- Soltanabad Location within Iran
- Coordinates: 36°24′15″N 58°02′21″E﻿ / ﻿36.40417°N 58.03917°E
- Country: Iran
- Province: Razavi Khorasan
- County: Khoshab
- District: Central

Population (2016)
- • Total: 5,932
- Time zone: UTC+3:30 (IRST)

= Soltanabad, Khoshab =

City in Razavi Khorasan Province, Iran

Soltanabad (سلطان‌ آباد) (Note: Also romanized as Solţānābād; also known as Sultānābād) is a city in the Central District of Khoshab County, Razavi Khorasan Province, Iran, serving as the capital of both the county and the district.
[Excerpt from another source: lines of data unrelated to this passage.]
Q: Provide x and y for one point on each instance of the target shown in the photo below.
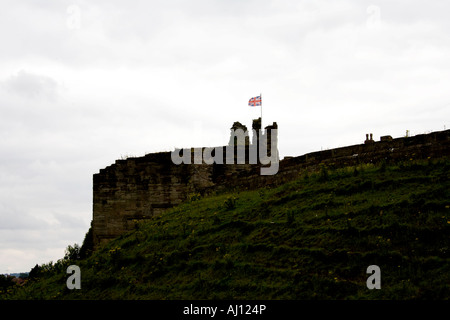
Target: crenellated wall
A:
(142, 187)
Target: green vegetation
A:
(312, 238)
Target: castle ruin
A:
(142, 187)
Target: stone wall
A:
(140, 188)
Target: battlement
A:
(142, 187)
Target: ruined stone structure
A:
(142, 187)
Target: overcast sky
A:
(83, 83)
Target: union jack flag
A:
(255, 101)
It is also the administrative center for Soltanabad Rural District.

==Demographics==
===Population===
At the time of the 2006 National Census, the city's population was 4,821 in 1,232 households, when it was the capital of the former Khoshab District in Sabzevar County. The following census in 2011 counted 5,495 people in 1,508 households, by which time the district had been separated from the county in the establishment of Khoshab County. The city and the rural district were transferred to the new Central District, with Soltanabad as the county's capital. The 2016 census measured the population of the city as 5,932 people in 1,751 households.